Griechenlands Premier Alexis Tsipras und Angela Merkel haben viel zu besprechen. (Foto: Olivier Hoslet/dpa)
Griechenlands Premier Alexis Tsipras und Angela Merkel haben viel zu besprechen. (Foto: Olivier Hoslet/dpa)

Die Kanzlerin und Griechenlands Premier wollen das Eis brechen: Es ist Zeit für ein neues Kapitel in den Beziehungen zwischen beiden Ländern. Vor allem sollten wir Deutschen endlich runter von unserem hohen Ross.

Ein Kommentar von Jan Rübel

Aus der Union kamen heute bemerkenswerte Sätze.
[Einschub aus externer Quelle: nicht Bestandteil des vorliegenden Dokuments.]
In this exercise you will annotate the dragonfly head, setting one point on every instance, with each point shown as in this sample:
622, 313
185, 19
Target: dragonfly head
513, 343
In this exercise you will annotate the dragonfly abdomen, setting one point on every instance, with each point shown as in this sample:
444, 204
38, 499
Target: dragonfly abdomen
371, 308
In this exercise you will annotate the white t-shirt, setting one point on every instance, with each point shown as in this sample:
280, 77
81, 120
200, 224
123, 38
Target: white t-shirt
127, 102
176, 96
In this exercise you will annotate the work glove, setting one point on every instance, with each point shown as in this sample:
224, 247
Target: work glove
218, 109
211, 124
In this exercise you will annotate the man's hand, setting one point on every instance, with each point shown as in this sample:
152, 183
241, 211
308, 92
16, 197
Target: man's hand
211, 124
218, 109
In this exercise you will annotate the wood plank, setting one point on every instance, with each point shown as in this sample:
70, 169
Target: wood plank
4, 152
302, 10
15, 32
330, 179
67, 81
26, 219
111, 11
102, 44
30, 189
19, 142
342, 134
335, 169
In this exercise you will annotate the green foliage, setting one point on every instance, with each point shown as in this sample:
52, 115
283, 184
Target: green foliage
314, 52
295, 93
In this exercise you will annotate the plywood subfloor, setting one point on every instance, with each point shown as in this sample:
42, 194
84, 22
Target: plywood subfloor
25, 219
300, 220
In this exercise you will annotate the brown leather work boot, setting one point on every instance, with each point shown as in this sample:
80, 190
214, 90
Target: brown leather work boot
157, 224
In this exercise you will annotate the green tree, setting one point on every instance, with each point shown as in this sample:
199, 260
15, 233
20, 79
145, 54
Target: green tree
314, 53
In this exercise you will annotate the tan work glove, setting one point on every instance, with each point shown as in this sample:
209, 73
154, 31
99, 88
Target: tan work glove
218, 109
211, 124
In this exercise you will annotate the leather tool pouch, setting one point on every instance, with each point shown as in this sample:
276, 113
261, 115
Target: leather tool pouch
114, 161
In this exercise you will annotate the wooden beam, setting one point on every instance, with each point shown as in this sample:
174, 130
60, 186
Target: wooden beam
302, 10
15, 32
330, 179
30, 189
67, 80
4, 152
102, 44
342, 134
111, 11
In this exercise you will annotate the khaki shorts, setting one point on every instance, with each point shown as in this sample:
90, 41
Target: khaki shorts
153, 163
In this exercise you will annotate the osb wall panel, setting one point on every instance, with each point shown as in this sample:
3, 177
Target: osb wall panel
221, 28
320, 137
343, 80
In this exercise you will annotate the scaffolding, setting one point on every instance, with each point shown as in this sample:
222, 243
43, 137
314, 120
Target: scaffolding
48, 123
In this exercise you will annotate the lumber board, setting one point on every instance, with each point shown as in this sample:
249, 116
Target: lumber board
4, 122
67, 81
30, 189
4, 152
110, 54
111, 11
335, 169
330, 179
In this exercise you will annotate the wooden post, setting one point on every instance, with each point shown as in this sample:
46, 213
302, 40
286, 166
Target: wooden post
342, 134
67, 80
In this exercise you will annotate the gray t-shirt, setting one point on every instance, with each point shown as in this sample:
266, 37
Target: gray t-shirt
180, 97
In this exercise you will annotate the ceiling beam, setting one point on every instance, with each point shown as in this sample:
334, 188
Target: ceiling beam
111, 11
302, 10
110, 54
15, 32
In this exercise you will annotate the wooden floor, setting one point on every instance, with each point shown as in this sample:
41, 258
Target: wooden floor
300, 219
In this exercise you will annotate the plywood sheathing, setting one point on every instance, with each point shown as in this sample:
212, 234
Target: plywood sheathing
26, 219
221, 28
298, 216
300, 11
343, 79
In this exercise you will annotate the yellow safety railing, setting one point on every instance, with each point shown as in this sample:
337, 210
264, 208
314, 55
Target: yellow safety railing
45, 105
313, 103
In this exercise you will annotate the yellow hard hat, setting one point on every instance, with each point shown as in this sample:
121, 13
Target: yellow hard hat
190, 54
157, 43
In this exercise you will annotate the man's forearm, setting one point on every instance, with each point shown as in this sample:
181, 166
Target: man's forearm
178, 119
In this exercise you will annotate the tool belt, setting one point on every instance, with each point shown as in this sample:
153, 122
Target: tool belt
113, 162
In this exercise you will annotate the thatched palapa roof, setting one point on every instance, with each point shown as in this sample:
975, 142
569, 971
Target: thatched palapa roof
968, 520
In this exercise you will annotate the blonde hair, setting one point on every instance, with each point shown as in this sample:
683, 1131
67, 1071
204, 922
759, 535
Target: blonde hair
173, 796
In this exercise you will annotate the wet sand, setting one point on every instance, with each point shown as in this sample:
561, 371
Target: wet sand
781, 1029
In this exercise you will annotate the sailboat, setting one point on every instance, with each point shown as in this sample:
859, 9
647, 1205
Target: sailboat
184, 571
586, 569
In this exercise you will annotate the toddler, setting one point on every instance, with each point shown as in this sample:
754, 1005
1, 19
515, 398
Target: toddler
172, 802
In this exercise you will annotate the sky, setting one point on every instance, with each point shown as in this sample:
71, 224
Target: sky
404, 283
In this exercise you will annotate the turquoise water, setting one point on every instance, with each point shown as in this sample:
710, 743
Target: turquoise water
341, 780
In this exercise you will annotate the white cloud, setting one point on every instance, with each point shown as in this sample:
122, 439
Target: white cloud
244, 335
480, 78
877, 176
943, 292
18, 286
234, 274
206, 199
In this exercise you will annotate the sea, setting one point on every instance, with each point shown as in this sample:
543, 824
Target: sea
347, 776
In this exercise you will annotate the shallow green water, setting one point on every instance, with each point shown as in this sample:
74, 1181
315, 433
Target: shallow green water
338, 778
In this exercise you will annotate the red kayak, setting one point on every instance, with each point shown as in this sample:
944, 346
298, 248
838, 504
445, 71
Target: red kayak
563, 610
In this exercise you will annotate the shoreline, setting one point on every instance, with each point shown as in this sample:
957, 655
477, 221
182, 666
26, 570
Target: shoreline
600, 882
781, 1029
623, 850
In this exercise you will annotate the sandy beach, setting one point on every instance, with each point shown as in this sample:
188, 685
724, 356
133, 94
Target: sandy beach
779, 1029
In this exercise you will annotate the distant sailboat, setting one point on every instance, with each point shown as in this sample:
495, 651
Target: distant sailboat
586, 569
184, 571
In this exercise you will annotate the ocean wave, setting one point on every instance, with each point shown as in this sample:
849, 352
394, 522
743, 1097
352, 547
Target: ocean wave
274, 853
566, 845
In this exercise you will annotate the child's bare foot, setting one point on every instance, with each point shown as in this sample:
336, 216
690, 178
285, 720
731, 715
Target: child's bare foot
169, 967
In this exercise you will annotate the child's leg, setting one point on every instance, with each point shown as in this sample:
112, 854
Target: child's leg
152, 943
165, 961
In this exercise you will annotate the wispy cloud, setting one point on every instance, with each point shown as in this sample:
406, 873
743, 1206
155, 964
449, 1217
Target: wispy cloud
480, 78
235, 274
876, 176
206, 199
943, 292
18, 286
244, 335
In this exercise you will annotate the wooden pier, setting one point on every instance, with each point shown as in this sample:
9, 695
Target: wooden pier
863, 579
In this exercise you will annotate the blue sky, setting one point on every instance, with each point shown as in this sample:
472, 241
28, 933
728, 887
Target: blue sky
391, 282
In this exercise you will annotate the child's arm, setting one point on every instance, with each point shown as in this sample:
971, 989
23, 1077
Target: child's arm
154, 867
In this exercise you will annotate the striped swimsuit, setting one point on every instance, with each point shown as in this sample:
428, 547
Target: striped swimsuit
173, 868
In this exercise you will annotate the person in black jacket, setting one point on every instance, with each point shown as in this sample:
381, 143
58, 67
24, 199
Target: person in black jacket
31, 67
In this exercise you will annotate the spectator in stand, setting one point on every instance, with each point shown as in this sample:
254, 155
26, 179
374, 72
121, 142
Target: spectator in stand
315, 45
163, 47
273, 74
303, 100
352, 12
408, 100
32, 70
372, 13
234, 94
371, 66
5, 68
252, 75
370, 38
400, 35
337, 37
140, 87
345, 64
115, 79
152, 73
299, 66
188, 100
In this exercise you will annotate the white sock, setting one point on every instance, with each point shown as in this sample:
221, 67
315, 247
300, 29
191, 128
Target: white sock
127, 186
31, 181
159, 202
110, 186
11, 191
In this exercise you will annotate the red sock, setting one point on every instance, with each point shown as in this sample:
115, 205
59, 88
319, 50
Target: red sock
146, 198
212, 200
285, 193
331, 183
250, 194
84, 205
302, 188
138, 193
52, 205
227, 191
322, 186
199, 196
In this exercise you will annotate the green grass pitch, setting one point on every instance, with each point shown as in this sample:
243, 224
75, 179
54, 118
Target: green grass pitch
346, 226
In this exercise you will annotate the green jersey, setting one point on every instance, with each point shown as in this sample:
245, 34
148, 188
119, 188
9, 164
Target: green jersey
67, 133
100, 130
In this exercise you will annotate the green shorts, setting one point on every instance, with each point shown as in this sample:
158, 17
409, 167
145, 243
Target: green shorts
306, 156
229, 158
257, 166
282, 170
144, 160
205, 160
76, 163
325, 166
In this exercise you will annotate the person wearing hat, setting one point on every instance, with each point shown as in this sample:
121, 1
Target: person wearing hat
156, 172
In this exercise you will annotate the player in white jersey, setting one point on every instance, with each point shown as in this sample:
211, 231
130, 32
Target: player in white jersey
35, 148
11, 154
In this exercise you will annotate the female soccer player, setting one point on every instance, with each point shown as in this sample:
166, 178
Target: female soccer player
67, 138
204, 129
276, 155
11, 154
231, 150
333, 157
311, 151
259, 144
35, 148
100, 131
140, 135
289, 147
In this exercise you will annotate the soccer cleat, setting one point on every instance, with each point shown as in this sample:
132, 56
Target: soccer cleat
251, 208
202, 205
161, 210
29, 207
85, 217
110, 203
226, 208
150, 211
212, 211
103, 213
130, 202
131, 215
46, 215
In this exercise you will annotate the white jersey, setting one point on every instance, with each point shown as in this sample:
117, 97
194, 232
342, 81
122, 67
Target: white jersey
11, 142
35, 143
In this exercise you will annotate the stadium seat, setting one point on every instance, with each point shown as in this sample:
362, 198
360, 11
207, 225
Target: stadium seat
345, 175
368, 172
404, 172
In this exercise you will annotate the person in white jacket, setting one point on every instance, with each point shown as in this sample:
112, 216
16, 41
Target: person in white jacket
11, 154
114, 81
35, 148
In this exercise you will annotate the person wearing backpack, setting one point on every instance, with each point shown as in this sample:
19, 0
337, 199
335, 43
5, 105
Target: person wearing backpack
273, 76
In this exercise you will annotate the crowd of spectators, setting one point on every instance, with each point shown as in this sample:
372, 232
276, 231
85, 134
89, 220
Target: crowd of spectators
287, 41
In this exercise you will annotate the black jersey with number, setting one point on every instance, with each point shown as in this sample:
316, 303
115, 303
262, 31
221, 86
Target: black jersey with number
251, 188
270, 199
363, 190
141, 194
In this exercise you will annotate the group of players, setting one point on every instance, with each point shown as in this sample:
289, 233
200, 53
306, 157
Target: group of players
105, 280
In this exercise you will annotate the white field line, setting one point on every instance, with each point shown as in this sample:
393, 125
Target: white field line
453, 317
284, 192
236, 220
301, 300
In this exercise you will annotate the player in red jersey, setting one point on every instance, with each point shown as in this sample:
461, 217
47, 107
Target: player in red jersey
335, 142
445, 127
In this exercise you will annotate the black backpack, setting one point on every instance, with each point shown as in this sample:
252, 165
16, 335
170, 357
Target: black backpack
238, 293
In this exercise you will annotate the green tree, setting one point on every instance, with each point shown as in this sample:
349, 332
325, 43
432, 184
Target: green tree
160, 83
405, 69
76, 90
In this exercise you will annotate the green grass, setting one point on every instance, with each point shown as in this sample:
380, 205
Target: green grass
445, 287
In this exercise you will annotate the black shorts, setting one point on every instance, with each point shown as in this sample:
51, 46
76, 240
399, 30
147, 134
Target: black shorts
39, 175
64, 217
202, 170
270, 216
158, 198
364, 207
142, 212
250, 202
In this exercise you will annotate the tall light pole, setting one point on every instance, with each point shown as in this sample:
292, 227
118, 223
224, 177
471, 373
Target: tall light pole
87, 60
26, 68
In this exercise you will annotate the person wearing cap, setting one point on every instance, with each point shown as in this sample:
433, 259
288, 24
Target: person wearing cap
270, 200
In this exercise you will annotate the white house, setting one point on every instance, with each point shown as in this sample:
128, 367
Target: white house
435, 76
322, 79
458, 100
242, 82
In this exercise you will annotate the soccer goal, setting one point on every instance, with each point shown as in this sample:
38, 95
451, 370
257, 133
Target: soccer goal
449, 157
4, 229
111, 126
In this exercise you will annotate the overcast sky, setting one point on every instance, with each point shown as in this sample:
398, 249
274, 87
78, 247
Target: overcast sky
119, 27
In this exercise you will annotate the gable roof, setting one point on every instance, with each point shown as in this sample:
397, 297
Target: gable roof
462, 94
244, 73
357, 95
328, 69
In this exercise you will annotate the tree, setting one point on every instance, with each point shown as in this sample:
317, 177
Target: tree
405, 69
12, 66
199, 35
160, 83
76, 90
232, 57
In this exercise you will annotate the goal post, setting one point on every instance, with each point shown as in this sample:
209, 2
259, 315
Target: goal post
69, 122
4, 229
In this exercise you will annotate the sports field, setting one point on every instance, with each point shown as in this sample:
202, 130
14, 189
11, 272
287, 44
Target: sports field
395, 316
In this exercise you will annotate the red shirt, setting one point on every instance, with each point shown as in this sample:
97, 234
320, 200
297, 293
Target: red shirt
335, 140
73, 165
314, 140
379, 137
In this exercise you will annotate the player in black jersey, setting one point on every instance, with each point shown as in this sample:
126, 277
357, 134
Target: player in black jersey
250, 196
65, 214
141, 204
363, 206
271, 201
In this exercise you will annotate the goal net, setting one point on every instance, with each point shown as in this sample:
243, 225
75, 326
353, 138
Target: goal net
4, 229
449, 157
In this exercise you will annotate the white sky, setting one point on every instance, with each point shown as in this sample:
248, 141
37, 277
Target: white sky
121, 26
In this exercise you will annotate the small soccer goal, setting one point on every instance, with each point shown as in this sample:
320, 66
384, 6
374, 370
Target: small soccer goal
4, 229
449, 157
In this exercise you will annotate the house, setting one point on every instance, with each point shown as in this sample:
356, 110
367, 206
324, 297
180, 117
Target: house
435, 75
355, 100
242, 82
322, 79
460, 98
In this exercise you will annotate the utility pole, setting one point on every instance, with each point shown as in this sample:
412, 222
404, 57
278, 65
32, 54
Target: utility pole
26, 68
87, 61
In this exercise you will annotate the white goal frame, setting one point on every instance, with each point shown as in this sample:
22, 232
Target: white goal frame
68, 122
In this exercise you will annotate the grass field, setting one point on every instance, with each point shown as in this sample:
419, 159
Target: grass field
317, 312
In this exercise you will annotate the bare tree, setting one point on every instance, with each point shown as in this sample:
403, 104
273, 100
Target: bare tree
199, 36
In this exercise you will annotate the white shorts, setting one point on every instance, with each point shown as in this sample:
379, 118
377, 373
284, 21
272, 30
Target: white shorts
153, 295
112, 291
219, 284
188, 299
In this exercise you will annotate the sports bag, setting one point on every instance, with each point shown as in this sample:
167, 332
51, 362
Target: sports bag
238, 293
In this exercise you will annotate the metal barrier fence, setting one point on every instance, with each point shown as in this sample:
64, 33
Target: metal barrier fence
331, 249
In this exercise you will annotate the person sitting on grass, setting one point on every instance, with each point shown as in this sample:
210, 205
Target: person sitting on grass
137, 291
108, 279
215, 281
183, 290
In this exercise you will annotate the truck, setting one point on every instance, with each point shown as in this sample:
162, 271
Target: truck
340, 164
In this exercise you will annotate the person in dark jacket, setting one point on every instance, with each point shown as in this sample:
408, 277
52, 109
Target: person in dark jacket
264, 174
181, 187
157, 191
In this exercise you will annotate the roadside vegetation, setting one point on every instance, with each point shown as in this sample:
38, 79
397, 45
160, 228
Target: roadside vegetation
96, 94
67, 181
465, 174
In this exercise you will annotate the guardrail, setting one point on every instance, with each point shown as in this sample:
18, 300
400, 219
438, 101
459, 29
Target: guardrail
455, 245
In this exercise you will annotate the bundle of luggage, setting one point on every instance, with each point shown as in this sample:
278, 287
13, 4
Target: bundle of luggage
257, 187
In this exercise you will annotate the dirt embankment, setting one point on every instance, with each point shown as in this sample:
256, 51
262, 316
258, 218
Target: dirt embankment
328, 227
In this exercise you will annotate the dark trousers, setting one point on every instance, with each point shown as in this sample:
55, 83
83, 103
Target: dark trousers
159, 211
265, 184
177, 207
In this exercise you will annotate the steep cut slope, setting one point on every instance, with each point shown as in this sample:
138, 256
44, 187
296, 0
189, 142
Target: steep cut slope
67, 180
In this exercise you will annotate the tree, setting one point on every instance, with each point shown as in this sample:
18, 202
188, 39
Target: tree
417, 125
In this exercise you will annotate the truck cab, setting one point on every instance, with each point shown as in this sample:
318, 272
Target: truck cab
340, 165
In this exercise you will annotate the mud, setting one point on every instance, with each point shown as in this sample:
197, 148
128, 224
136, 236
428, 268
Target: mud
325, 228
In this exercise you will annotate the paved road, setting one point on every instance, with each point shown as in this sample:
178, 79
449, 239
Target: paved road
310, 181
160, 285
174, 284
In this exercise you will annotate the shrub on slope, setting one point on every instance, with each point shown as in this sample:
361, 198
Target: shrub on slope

Es sei gut, „wenn die Sprüche aufhören und die Taten beginnen“, sagte Michael Grosse-Brömer. Zwar meinte der Geschäftsführer der Unionsfraktion im Bundestag in erster Linie die neue griechische Regierung. Aber der Spruch fällt auch auf Deutschland zurück.

Es stimmt: Ministerpräsident Alexis Tsipras enthüllt seinen Plan, wie er der schweren Krise in Griechenland Herr werden will, nur scheibchenweise. Das ist wenig überschaubar und für Geldgeber kaum vertrauensvoll. Wahr ist aber auch, dass sich in Deutschland Medien und Politiker als Besserwisser gegenüber Athen ins Bild gesetzt haben. Wir sollten uns bloß nicht einreden, man finde uns dafür toll.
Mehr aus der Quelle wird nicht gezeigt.